Gavin_Coulthar1's avatar
Gavin_Coulthar1
Historic F5 Account
Jul 20, 2010

selective URI rewrite based on pool member

Hi, i have a customer who would like to selectively rewrite the URI path based on which pool member has been selected. i.e. http://vip/App and rewrite to http://server1/App1 or http://server1/App2 these are 2 instances running within the one webserver so the URI path is different. with careful selection of the pool member names etc would a stream profile do the trick or will we need to have a combination of an irule for the inbound content and a stream profile for the outbound ?
  • hoolio's avatar
    hoolio
    Icon for Cirrostratus rankCirrostratus
    Hi Gavin,

     

     

    So there are two instances of an application running on the same web service? What advantage does the customer gain by load balancing between two different URIs on the same service? I'd have assumed it would use the same resources on the web server and not provide any performance improvement. Or do the different app instances talk with different backend databases or other infrastructure?

     

     

    You couldn't use standard pool load balancing if the two application instances share an IP address and port as these are the two properties which define a pool member. Could you assign two different IP addresses to the web server? If so, you could then use default LTM load balancing and more easily rewrite the URI based on the selected IP:port.
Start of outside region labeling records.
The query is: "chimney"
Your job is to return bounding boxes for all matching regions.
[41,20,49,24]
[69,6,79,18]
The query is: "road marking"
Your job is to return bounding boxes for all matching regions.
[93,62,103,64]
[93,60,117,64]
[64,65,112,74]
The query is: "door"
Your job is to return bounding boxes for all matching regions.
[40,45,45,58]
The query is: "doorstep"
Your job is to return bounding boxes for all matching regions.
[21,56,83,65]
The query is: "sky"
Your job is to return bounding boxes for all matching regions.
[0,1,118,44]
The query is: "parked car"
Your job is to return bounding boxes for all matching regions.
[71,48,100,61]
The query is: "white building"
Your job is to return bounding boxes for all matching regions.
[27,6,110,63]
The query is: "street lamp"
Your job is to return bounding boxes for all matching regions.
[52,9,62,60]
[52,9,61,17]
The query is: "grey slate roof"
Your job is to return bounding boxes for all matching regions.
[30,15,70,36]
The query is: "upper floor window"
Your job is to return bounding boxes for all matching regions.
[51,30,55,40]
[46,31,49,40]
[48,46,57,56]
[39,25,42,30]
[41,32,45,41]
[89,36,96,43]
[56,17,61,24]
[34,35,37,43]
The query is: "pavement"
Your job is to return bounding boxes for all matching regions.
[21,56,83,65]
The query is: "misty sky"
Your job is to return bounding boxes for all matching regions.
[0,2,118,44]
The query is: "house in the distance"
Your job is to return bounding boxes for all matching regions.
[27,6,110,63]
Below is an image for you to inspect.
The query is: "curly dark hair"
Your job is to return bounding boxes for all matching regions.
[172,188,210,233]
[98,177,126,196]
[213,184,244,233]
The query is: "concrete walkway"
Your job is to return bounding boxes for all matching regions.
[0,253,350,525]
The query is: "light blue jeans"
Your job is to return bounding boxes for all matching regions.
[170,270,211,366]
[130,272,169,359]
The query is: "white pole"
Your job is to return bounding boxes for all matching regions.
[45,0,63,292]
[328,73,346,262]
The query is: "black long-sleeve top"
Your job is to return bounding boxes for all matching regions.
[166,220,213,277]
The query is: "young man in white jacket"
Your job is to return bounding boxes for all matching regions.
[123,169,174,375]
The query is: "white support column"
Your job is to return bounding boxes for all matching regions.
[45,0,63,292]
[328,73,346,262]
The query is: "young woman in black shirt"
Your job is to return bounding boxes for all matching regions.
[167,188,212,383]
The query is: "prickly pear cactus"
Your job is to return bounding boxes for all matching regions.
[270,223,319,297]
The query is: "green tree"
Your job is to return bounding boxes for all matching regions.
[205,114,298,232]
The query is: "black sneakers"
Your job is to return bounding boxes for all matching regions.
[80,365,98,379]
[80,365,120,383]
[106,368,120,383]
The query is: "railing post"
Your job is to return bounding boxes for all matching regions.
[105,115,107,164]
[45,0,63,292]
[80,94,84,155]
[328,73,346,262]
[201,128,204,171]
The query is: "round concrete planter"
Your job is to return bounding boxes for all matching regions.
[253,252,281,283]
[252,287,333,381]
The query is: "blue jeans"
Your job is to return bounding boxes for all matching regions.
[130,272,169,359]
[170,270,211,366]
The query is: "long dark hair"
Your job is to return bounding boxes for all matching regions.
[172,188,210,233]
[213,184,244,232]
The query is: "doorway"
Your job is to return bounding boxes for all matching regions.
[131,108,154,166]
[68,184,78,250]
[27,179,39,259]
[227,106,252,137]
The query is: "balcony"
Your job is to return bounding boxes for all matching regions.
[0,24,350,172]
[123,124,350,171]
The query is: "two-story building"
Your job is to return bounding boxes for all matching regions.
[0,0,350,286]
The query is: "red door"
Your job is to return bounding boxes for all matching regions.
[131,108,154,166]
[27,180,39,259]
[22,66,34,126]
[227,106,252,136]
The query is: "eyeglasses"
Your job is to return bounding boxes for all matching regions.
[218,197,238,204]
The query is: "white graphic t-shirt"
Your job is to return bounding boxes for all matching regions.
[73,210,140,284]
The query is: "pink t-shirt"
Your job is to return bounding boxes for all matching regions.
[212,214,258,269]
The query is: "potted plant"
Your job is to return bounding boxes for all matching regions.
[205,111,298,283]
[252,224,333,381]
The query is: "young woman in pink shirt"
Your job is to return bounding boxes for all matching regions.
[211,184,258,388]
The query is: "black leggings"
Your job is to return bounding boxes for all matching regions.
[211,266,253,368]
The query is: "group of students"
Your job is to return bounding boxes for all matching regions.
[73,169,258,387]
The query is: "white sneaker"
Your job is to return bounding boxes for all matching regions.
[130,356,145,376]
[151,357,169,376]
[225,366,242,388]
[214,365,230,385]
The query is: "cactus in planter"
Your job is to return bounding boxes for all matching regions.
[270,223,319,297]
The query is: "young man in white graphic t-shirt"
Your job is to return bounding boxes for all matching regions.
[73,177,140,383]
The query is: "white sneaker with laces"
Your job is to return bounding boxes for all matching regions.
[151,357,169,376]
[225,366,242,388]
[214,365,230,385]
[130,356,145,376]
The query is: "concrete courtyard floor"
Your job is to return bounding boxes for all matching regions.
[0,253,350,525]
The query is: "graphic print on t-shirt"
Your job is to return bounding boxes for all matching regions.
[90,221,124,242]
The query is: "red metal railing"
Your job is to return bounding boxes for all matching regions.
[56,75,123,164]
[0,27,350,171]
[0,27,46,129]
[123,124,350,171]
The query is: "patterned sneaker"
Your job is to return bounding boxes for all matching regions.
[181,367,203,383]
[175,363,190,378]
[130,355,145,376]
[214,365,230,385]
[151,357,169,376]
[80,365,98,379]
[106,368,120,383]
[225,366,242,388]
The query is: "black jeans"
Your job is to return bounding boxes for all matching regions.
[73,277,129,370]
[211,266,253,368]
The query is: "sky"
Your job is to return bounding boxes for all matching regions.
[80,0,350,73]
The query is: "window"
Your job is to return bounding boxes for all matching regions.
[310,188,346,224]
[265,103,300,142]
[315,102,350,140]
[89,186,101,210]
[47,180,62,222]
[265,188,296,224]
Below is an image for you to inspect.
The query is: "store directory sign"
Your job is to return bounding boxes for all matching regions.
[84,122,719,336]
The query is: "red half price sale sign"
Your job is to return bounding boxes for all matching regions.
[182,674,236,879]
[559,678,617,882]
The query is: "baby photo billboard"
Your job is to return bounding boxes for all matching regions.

You could start with this Codeshare example which rewrites the host header based on the selected pool member. I'd try just rewriting the request URI and see if it works. You might not need to rewrite response headers or content.

     

     

    http://devcentral.f5.com/wiki/default.aspx/iRules/rewrite_host_header_to_server_name

     

     

    Which LTM version is the customer running? For 10.x, I'd suggest using the class command instead of findclass as it appears it the class command might be a lot more efficient than findclass.

     

     

    http://devcentral.f5.com/wiki/default.aspx/iRules/class

     

     

    Aaron
  • Posted By hoolio on 07/20/2010 01:13 AM

     

    Hi Gavin,

     

     

    So there are two instances of an application running on the same web service? What advantage does the customer gain by load balancing between two different URIs on the same service? I'd have assumed it would use the same resources on the web server and not provide any performance improvement. Or do the different app instances talk with different backend databases or other infrastructure?

     

     

    You couldn't use standard pool load balancing if the two application instances share an IP address and port as these are the two properties which define a pool member. Could you assign two different IP addresses to the web server? If so, you could then use default LTM load balancing and more easily rewrite the URI based on the selected IP:port. You could start with this Codeshare example which rewrites the host header based on the selected pool member. I'd try just rewriting the request URI and see if it works. You might not need to rewrite response headers or content.

     

     

    http://devcentral.f5.com/wiki/default.aspx/iRules/rewrite_host_header_to_server_name

     

     

    Which LTM version is the customer running? For 10.x, I'd suggest using the class command instead of findclass as it appears it the class command might be a lot more efficient than findclass.

     

     

    http://devcentral.f5.com/wiki/default.aspx/iRules/class

     

     

    Aaron

     

     

    From what I'm reading, he must have multiple IPs on the box, otherwise I'm not sure how he has multiple pool members...definitely seems like a when LB_SELECTED, host header replace scenario.
  • Gavin_Coulthar1's avatar
    Gavin_Coulthar1
    Historic F5 Account
    ...its a long story as to why it is what it is in terms of 2 instances on the same web server - this is an interim solution.
  • Posted By Gavin Coulthard on 07/20/2010 07:14 PM

     

    ...its a long story as to why it is what it is in terms of 2 instances on the same web server - this is an interim solution.

     

     

    Do the instances have multiple IPs or same IP, different ports, or are the instances simply different directories?